Ethical acceptability is thus determined at least in part by one’s motives for acting in a certain way, as well as by principles and consequences. Ethical acts are not necessarily those carried out by following rules, but from motives like doing good or fulfilling obligations. This formulation is especially attractive in situations where people are faced with a set of choices imposed by circumstances outside their control, all of which are ethically repugnant in different ways, or when the consequences of a particular action simply cannot be known. This school sometimes carries out ethical analysis starting with the premise that people have a right to fulfill their obligations to others, for instance, parents to decide for their young children on medical treatmen.
● Casuistry:
Casuistry is an ethical tradition or style holding that we are too concerned with principles.
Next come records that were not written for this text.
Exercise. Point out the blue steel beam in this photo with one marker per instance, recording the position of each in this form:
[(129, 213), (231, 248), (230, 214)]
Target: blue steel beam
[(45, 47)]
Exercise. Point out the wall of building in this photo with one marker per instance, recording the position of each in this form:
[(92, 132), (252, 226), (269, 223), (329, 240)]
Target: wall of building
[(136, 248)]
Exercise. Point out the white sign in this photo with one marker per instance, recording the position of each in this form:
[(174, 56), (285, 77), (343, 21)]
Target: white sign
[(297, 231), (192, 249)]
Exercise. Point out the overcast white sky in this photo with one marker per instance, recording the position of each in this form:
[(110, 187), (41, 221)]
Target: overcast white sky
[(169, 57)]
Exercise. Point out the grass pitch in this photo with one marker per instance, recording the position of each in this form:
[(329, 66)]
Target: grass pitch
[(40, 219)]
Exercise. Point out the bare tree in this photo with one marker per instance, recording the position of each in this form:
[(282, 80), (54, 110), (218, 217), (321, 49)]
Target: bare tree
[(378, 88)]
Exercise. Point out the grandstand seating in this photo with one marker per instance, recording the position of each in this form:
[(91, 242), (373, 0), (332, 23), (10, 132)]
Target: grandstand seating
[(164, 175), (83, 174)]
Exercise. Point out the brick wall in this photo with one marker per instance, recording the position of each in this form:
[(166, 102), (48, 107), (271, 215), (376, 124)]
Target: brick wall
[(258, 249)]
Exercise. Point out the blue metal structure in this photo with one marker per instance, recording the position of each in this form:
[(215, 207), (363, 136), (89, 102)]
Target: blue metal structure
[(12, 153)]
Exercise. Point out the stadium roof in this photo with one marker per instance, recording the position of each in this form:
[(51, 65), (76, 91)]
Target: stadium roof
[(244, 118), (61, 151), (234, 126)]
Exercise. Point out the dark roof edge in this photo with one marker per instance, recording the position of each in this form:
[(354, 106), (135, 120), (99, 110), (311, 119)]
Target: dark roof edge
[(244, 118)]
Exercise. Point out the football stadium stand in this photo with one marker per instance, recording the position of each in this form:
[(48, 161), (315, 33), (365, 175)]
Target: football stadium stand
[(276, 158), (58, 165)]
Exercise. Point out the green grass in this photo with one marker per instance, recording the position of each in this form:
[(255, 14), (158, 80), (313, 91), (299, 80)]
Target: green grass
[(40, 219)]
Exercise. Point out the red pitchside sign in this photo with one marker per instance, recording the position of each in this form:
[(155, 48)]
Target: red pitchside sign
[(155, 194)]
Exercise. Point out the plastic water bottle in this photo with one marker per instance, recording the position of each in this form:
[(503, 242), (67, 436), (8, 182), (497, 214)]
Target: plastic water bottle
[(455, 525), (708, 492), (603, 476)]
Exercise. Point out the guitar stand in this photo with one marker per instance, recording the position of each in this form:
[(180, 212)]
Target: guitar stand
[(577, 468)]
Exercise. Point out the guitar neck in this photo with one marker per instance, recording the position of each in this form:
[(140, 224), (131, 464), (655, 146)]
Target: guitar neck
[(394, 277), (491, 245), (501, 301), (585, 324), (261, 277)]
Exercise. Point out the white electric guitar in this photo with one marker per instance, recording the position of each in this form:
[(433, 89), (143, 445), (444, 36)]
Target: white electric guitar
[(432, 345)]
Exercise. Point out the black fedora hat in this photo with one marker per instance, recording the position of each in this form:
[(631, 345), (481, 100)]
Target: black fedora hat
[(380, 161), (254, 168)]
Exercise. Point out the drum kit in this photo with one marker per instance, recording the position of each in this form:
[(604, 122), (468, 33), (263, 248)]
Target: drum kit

For the casuist, ethical decisions can be made only on a case-by-case basis, although the decisions made in previous cases can provide a source of wisdom to draw upon; indeed, ethical judgments can be made when there are no principles to draw upon, or when disagreement on principles is profound. An appropriate analogy may be with the operation of precedent in the legal system. Particularly in biomedical ethics, which often have to focus on individual cases in a clinical setting, there has recently been a revival of interest in casuistry as a response to what is viewed as excessive preoccupation with abstract principles in that field.
The preceding schools of ethics deal primarily with the relationships among human beings. Although many people are concerned about problems like pollution primarily because of their effects on human beings, it is also possible to argue that environmental ethics is now a distinct school of ethics, because many variants explicitly hold that human beings have duties and obligations not only to each other, but also to non-human beings and to the natural environment as a whole. One line of thought in environmental ethics, for instance, holds that preservation of “ecological integrity” is a principle that should take precedence over all others.